In 1905 Thomas and Ann Farrow were discovered in their London home by a neighbor after being brutally attacked. Thomas was dead but Ann was still breathing, though she died four days later never regaining consciousness. Their cash box was empty making it clear this was a robbery and a local milkman saw two men near the Farrow’s on the day of the attack. They were identified as Alfred and Albert Stratton but they could not be tied to the attack, though many of their post-murder activities were suspicious like giving away their clothes.

There was one thing that could, a fingerprint was left on the cash box. When Scotland Yard caught up to the Strattons it was found that the print perfectly matched Alfred’s right thumb. Fingerprint evidence was new and relatively untried, though it had been introduced in 1902 in a case of petty crime. The evidence proved to be enough and the Strattons were convicted and later hanged, the first to be sent to jail because of their fingerprints and the technology used to recover them.

The next evolution of crime fighting

Fast forward to 2018 and we may have just had another technological breakthrough with crime solving techniques. An Australian woman was murdered in 2016 and her daughter-in-law was accused of the crime. The daughter-in-law claims that the attackers had tied her up in the kitchen before ambushing her mother-in-law, whom she had been involved in a verbal altercation with earlier in the night at a local laundromat. The daughter-in-law was only able to get help after the attackers left when she was able to extricate herself from her restraints and was observed by a neighbor who called the police.

With not much to go off of the prosecutors turned to the daughter-in-law’s Apple Watch and by examining the data from it they found that the story was much different. The victim had actually been killed several hours before and there was no evidence that there were any home invaders much less that the daughter-in-law was tied up. Something did not add up and the data from the Apple Watch led prosecutors to one conclusion and the daughter-in-law was arrested for murder in March.

Bail was declined based on the strength of the prosecution’s case and will head to trial in June and could be the next great leap in forensic evidence gathering.
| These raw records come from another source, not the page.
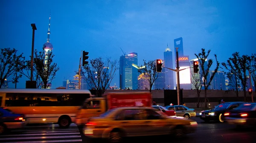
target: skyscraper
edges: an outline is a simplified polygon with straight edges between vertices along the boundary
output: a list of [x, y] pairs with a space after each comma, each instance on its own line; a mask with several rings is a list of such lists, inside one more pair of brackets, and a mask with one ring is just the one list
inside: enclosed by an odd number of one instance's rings
[[124, 79], [125, 80], [125, 88], [127, 89], [136, 89], [138, 88], [138, 54], [132, 52], [125, 55], [125, 71]]
[[[52, 46], [52, 44], [50, 43], [50, 34], [51, 34], [51, 32], [50, 31], [50, 21], [51, 21], [51, 13], [50, 13], [50, 16], [49, 17], [49, 24], [48, 27], [48, 30], [47, 32], [47, 41], [43, 46], [43, 48], [44, 49], [44, 64], [47, 64], [48, 61], [48, 56], [49, 54], [52, 52], [52, 50], [53, 49], [53, 47]], [[50, 89], [51, 87], [51, 83], [48, 83], [49, 85], [48, 86], [48, 89]]]
[[[165, 51], [163, 52], [163, 59], [165, 62], [164, 66], [173, 69], [172, 52], [168, 47], [168, 44]], [[174, 72], [166, 68], [163, 68], [163, 70], [165, 73], [165, 89], [173, 89], [175, 87], [173, 79]]]

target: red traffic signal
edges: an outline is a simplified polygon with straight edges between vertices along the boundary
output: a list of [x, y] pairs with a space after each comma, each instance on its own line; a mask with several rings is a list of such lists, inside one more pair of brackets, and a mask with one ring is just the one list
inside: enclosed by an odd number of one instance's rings
[[251, 94], [252, 92], [253, 92], [253, 90], [252, 89], [248, 89], [248, 91], [249, 92], [249, 94]]
[[157, 72], [162, 72], [162, 60], [157, 60]]
[[194, 68], [194, 73], [198, 73], [198, 71], [199, 70], [198, 69], [199, 66], [199, 62], [198, 62], [198, 61], [193, 61], [193, 68]]

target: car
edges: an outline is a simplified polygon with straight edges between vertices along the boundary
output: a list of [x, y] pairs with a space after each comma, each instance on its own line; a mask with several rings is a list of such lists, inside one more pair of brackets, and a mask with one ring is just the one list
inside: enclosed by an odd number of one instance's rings
[[224, 114], [225, 119], [230, 124], [238, 126], [256, 126], [256, 103], [243, 104], [234, 110]]
[[26, 125], [23, 114], [15, 114], [6, 108], [0, 107], [0, 134], [9, 130], [23, 128]]
[[168, 110], [175, 110], [176, 116], [187, 119], [195, 117], [196, 114], [194, 109], [189, 109], [183, 105], [167, 106], [165, 108]]
[[177, 138], [195, 132], [197, 123], [191, 119], [168, 118], [152, 107], [120, 107], [91, 117], [83, 129], [87, 137], [119, 142], [125, 137], [171, 134]]
[[233, 102], [221, 103], [212, 109], [201, 111], [199, 113], [200, 118], [205, 122], [214, 120], [224, 122], [224, 114], [225, 112], [233, 110], [244, 103], [244, 102]]
[[161, 106], [153, 105], [151, 106], [154, 108], [157, 111], [160, 112], [170, 117], [176, 117], [176, 112], [173, 110], [169, 110]]

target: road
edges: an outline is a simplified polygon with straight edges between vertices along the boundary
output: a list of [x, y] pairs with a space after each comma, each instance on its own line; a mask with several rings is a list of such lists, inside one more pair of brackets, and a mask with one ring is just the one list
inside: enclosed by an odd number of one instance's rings
[[[226, 123], [204, 123], [199, 117], [193, 118], [198, 124], [196, 132], [187, 134], [184, 138], [174, 140], [171, 137], [151, 136], [133, 137], [125, 142], [145, 143], [253, 143], [256, 129], [236, 129], [235, 126]], [[96, 143], [105, 143], [102, 140]], [[0, 136], [0, 143], [92, 143], [72, 123], [68, 129], [59, 128], [56, 124], [33, 125], [23, 129], [15, 130], [8, 134]]]

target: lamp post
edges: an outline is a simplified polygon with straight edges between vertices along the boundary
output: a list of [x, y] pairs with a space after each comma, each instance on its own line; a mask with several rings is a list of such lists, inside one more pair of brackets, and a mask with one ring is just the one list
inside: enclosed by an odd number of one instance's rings
[[33, 81], [33, 63], [34, 60], [34, 41], [35, 40], [35, 30], [37, 30], [36, 27], [35, 26], [35, 23], [31, 24], [31, 26], [33, 29], [33, 34], [32, 35], [32, 51], [31, 53], [31, 65], [30, 68], [31, 68], [31, 73], [30, 73], [30, 81]]

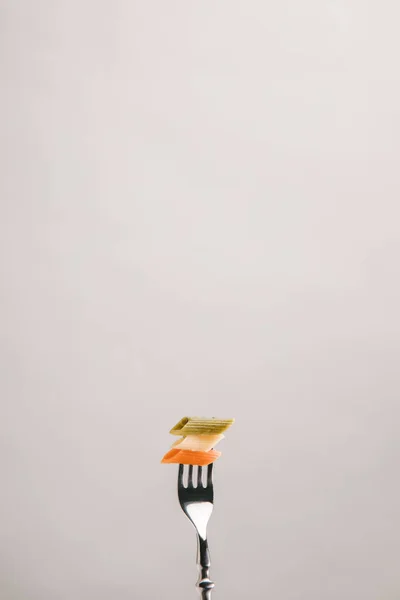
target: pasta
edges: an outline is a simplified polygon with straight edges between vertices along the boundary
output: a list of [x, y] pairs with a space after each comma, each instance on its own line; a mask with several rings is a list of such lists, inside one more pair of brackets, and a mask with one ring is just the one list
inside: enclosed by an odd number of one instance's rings
[[217, 435], [234, 423], [234, 419], [184, 417], [170, 431], [172, 435]]

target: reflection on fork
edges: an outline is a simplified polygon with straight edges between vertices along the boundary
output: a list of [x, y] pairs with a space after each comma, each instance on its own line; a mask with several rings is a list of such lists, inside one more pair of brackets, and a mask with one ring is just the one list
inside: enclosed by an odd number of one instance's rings
[[[187, 478], [186, 478], [187, 475]], [[210, 519], [213, 502], [213, 464], [208, 467], [186, 468], [179, 465], [178, 497], [185, 515], [194, 525], [197, 533], [197, 565], [199, 579], [197, 587], [202, 600], [211, 600], [214, 583], [210, 580], [210, 553], [207, 543], [207, 524]]]

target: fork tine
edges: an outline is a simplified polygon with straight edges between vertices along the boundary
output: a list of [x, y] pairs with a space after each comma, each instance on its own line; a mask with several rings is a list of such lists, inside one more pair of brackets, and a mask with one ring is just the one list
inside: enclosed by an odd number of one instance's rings
[[211, 463], [211, 465], [208, 465], [208, 469], [207, 469], [207, 486], [212, 486], [212, 471], [213, 471], [213, 466], [214, 463]]
[[188, 488], [193, 487], [193, 465], [189, 465]]
[[203, 467], [199, 467], [199, 475], [198, 475], [197, 487], [204, 487], [204, 483], [203, 483]]
[[183, 465], [179, 465], [178, 487], [183, 487]]

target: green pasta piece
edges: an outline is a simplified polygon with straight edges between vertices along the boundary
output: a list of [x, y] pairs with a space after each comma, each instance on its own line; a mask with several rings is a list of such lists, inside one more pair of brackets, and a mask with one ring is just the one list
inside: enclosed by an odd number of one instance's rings
[[170, 431], [172, 435], [201, 435], [223, 433], [235, 419], [217, 419], [216, 417], [183, 417]]

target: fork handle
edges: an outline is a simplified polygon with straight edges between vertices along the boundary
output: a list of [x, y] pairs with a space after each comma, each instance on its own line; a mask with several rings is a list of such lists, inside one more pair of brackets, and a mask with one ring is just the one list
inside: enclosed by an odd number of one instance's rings
[[197, 588], [201, 600], [211, 600], [211, 590], [214, 587], [214, 582], [210, 579], [210, 551], [207, 538], [202, 538], [200, 535], [197, 535], [197, 566], [199, 567]]

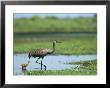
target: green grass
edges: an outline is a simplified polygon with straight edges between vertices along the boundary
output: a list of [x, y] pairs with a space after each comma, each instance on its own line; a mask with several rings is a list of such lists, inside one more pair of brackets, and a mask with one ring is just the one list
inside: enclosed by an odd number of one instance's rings
[[42, 18], [14, 18], [14, 32], [96, 32], [97, 17], [58, 19]]
[[27, 75], [96, 75], [97, 60], [70, 62], [68, 64], [77, 64], [79, 67], [65, 70], [47, 70], [47, 71], [28, 71]]
[[[67, 35], [65, 35], [67, 36]], [[56, 51], [54, 54], [96, 54], [97, 40], [96, 36], [91, 37], [59, 37], [53, 38], [15, 38], [14, 53], [28, 53], [32, 49], [37, 48], [51, 48], [53, 40], [61, 41], [56, 44]]]

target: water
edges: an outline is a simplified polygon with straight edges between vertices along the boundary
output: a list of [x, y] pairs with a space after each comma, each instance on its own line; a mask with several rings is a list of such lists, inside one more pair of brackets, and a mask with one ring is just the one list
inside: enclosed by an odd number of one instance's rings
[[[67, 62], [94, 60], [96, 55], [48, 55], [43, 59], [43, 64], [46, 65], [47, 70], [63, 70], [76, 67], [77, 65], [65, 64]], [[28, 54], [14, 55], [14, 75], [23, 74], [21, 71], [21, 64], [28, 62]], [[27, 70], [40, 70], [40, 64], [36, 63], [37, 58], [31, 58]], [[40, 59], [39, 61], [40, 62]]]

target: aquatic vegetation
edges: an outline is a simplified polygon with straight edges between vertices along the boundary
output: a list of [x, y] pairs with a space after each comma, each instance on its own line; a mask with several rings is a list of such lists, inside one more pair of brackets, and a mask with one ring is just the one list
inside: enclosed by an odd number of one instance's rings
[[27, 75], [96, 75], [97, 60], [70, 62], [80, 66], [65, 70], [28, 71]]

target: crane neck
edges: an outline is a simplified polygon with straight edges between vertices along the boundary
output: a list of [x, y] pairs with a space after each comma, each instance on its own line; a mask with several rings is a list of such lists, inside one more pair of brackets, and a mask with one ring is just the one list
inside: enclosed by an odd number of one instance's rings
[[53, 42], [53, 52], [55, 51], [55, 42]]

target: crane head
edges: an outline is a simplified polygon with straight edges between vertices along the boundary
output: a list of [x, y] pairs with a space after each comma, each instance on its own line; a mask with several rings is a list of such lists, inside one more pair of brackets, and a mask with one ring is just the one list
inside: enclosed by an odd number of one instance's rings
[[62, 43], [62, 42], [55, 40], [54, 43]]

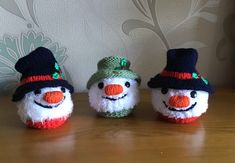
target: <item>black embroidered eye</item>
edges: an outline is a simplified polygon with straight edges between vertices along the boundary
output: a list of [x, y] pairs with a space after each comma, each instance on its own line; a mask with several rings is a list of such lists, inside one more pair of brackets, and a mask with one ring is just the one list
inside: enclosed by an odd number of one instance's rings
[[131, 86], [131, 84], [130, 84], [129, 82], [126, 82], [126, 83], [125, 83], [125, 86], [126, 86], [127, 88], [129, 88], [129, 87]]
[[98, 87], [99, 87], [99, 89], [104, 88], [104, 83], [103, 83], [103, 82], [100, 82], [100, 83], [98, 84]]
[[61, 87], [60, 89], [63, 93], [65, 93], [65, 88], [64, 87]]
[[167, 88], [162, 88], [162, 89], [161, 89], [161, 92], [162, 92], [162, 94], [167, 94], [168, 89], [167, 89]]
[[34, 91], [34, 94], [35, 94], [35, 95], [41, 94], [41, 90], [40, 90], [40, 89], [35, 90], [35, 91]]
[[191, 95], [192, 98], [196, 98], [197, 97], [197, 92], [196, 91], [192, 91], [190, 93], [190, 95]]

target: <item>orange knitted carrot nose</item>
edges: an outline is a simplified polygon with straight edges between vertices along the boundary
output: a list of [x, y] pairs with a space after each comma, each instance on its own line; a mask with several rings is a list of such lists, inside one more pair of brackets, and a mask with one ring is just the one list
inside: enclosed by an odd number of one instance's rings
[[171, 96], [169, 104], [175, 108], [184, 108], [189, 106], [190, 99], [187, 96]]
[[105, 94], [108, 96], [118, 95], [123, 92], [123, 88], [119, 84], [110, 84], [104, 88]]
[[50, 104], [55, 104], [62, 101], [64, 99], [64, 95], [60, 91], [47, 92], [44, 94], [43, 99]]

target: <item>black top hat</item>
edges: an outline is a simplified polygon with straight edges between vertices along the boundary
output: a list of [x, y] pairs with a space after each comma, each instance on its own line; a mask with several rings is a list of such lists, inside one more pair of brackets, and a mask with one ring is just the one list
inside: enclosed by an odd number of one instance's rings
[[150, 88], [172, 88], [213, 92], [210, 83], [196, 70], [198, 53], [195, 49], [170, 49], [165, 69], [151, 78]]
[[22, 74], [20, 86], [13, 94], [12, 101], [21, 100], [26, 93], [45, 88], [62, 86], [73, 92], [56, 62], [52, 52], [44, 47], [39, 47], [20, 58], [15, 69]]

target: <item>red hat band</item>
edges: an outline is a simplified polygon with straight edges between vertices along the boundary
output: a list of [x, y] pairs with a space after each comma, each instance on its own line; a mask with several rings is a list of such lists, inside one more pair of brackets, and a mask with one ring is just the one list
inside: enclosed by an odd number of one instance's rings
[[175, 72], [175, 71], [164, 70], [160, 73], [160, 75], [164, 77], [177, 78], [180, 80], [201, 79], [205, 84], [208, 84], [208, 81], [205, 78], [203, 78], [200, 74], [197, 74], [196, 72], [188, 73], [188, 72]]
[[21, 80], [20, 85], [33, 83], [33, 82], [50, 81], [50, 80], [63, 80], [63, 76], [59, 75], [56, 78], [51, 75], [29, 76]]

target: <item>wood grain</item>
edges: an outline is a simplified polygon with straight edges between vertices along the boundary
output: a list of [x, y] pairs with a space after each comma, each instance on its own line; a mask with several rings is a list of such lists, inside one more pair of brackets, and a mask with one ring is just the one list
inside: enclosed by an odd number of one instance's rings
[[149, 90], [128, 118], [106, 119], [74, 94], [74, 113], [58, 129], [22, 124], [11, 97], [0, 97], [0, 162], [235, 162], [235, 89], [217, 89], [207, 114], [191, 124], [162, 121]]

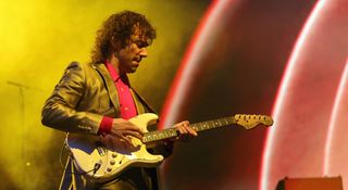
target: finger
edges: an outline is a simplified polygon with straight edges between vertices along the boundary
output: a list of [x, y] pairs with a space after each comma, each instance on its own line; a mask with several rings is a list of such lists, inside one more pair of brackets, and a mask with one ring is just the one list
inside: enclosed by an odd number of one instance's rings
[[144, 135], [144, 132], [141, 131], [141, 129], [140, 129], [138, 126], [132, 124], [130, 122], [129, 122], [128, 125], [125, 125], [125, 128], [124, 128], [124, 129], [126, 129], [126, 130], [133, 130], [133, 131], [135, 131], [135, 132], [140, 134], [140, 135]]
[[139, 134], [139, 132], [137, 132], [137, 131], [132, 131], [132, 130], [124, 131], [123, 135], [138, 138], [138, 139], [141, 140], [141, 141], [142, 141], [142, 137], [144, 137], [142, 134]]
[[126, 143], [127, 147], [134, 147], [130, 137], [122, 136], [122, 140], [125, 141], [125, 143]]
[[194, 130], [192, 128], [190, 128], [190, 127], [187, 127], [187, 130], [188, 130], [188, 132], [190, 134], [190, 135], [192, 135], [192, 136], [197, 136], [198, 134], [196, 132], [196, 130]]
[[179, 130], [181, 134], [187, 134], [188, 132], [185, 127], [178, 127], [178, 130]]

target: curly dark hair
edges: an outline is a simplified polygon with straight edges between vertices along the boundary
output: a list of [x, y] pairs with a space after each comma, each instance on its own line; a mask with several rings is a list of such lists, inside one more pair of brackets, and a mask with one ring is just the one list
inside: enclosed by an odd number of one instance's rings
[[[91, 50], [91, 61], [104, 62], [112, 53], [112, 43], [119, 42], [121, 48], [126, 47], [136, 27], [140, 36], [150, 45], [156, 38], [156, 30], [145, 15], [132, 11], [122, 11], [112, 14], [97, 31], [96, 43]], [[114, 41], [112, 41], [114, 40]]]

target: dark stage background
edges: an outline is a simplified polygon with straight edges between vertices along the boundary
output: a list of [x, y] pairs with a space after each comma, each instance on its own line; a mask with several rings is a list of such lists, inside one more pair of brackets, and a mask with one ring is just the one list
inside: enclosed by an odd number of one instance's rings
[[[182, 119], [196, 123], [239, 113], [273, 115], [296, 42], [319, 2], [37, 0], [23, 1], [21, 5], [1, 2], [0, 60], [7, 66], [0, 73], [3, 100], [0, 135], [3, 144], [0, 165], [3, 169], [0, 176], [5, 179], [0, 188], [59, 187], [63, 172], [59, 157], [64, 135], [41, 126], [40, 109], [67, 63], [88, 61], [95, 31], [110, 14], [122, 10], [137, 11], [146, 14], [156, 26], [158, 39], [149, 48], [149, 58], [137, 74], [130, 76], [130, 81], [162, 113], [162, 121], [167, 126]], [[339, 26], [348, 21], [345, 13], [348, 4], [343, 0], [331, 2], [336, 3], [337, 9], [332, 20], [337, 21], [337, 16], [344, 15], [345, 20], [335, 25]], [[219, 16], [208, 26], [214, 11]], [[207, 35], [199, 38], [203, 33], [201, 28], [206, 28]], [[327, 27], [316, 29], [330, 30]], [[348, 49], [347, 37], [341, 41], [340, 47]], [[335, 52], [335, 49], [330, 51]], [[345, 53], [339, 58], [347, 58]], [[187, 60], [192, 56], [195, 61], [190, 62], [196, 66], [189, 67]], [[173, 97], [177, 97], [181, 81], [186, 80], [181, 75], [183, 71], [190, 72], [186, 76], [189, 83], [177, 104], [173, 103]], [[310, 87], [307, 90], [310, 91]], [[170, 111], [174, 106], [177, 110]], [[177, 143], [173, 155], [161, 165], [162, 189], [261, 189], [263, 155], [270, 131], [264, 126], [252, 130], [228, 126], [202, 132], [188, 143]], [[286, 137], [286, 132], [282, 137]], [[300, 142], [297, 144], [300, 147]], [[281, 148], [277, 150], [282, 152]], [[287, 154], [278, 155], [282, 156]], [[63, 154], [63, 160], [65, 157]], [[285, 165], [296, 163], [289, 161]], [[277, 166], [278, 169], [283, 167]], [[302, 177], [286, 170], [277, 176], [270, 174], [270, 183], [264, 189], [275, 189], [276, 182], [289, 174]], [[312, 176], [323, 174], [312, 173]]]

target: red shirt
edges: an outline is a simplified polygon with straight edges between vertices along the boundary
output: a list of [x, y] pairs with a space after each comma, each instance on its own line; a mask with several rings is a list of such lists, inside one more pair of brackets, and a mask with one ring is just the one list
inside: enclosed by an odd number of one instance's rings
[[[111, 75], [111, 78], [115, 83], [119, 94], [121, 117], [124, 119], [129, 119], [136, 116], [137, 110], [129, 90], [128, 77], [126, 75], [120, 76], [115, 68], [109, 62], [105, 62], [105, 66]], [[110, 134], [112, 121], [112, 117], [103, 116], [100, 123], [99, 134]]]

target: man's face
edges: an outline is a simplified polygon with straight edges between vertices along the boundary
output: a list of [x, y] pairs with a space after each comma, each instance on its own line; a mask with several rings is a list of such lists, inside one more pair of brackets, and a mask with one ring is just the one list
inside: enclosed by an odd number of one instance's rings
[[148, 56], [147, 47], [148, 42], [138, 33], [132, 35], [129, 43], [115, 53], [120, 62], [120, 74], [136, 72], [142, 58]]

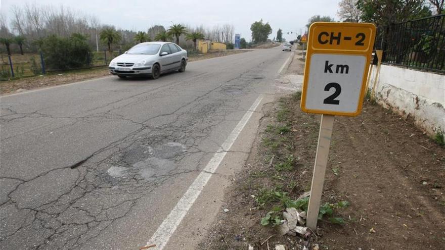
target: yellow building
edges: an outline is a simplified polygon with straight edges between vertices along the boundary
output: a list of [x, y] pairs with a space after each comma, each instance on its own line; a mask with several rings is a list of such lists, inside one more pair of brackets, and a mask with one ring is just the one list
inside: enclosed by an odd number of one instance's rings
[[210, 49], [227, 49], [227, 45], [226, 43], [218, 42], [210, 42]]
[[203, 54], [206, 54], [209, 49], [227, 49], [227, 45], [223, 42], [213, 41], [210, 40], [198, 40], [198, 50]]

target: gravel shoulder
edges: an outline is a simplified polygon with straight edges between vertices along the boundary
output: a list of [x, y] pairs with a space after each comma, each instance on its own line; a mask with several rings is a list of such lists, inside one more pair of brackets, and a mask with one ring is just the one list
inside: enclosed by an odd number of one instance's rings
[[[300, 57], [277, 85], [301, 79]], [[277, 94], [263, 106], [252, 153], [225, 194], [229, 211], [199, 249], [445, 248], [445, 148], [412, 121], [367, 101], [359, 116], [336, 117], [334, 125], [322, 204], [348, 202], [333, 212], [344, 223], [324, 217], [309, 238], [260, 225], [274, 208], [283, 211], [277, 194], [295, 199], [310, 188], [320, 116], [302, 112], [299, 97]]]

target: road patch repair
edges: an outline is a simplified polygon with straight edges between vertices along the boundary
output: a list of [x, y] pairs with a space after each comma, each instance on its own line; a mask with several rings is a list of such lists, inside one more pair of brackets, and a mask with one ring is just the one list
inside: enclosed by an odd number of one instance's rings
[[[210, 159], [204, 169], [201, 172], [195, 181], [186, 191], [171, 212], [164, 220], [158, 229], [147, 242], [147, 246], [153, 246], [155, 249], [161, 250], [168, 242], [170, 237], [176, 230], [189, 210], [193, 205], [195, 201], [199, 196], [201, 191], [213, 174], [215, 173], [219, 164], [223, 161], [227, 152], [230, 150], [244, 126], [247, 124], [250, 117], [255, 112], [262, 99], [262, 96], [257, 98], [252, 106], [247, 111], [236, 127], [220, 146], [220, 148], [216, 152], [213, 157]], [[145, 247], [143, 247], [144, 248]]]
[[298, 84], [284, 80], [302, 74], [295, 57], [226, 193], [230, 211], [198, 249], [443, 249], [445, 149], [369, 97], [360, 116], [334, 119], [317, 228], [305, 227], [320, 116], [282, 87]]

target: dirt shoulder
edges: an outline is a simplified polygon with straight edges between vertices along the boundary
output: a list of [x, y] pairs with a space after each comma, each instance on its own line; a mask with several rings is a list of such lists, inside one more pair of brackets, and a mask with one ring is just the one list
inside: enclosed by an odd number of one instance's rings
[[[288, 72], [301, 72], [297, 66]], [[322, 201], [333, 213], [317, 233], [281, 236], [260, 225], [270, 212], [270, 224], [282, 219], [310, 188], [320, 117], [302, 112], [299, 98], [277, 96], [263, 107], [252, 153], [225, 196], [229, 211], [199, 249], [445, 249], [445, 148], [368, 101], [359, 116], [335, 118]]]
[[[251, 51], [231, 49], [210, 51], [206, 54], [191, 56], [189, 58], [189, 61], [193, 62], [224, 57], [249, 51]], [[12, 81], [0, 81], [0, 95], [40, 87], [65, 84], [109, 75], [110, 75], [108, 68], [103, 67], [91, 69], [65, 71], [59, 73], [27, 77]]]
The use of smart technology was first admitted into court in 2014 in Canada in a personal injury case and has also been used to debunk a sexual assault claim in Lancaster, Pa in 2016 in a case that made national headlines when the alleged victim’s FitBit proved that she was moving around all night.

After fingerprint evidence became accepted criminals began to cover up their hands. Will criminals now remove their wearable tech before committing a crime? If they are smart they will, but then no one ever said criminals were smart. Technology is the new fingerprint.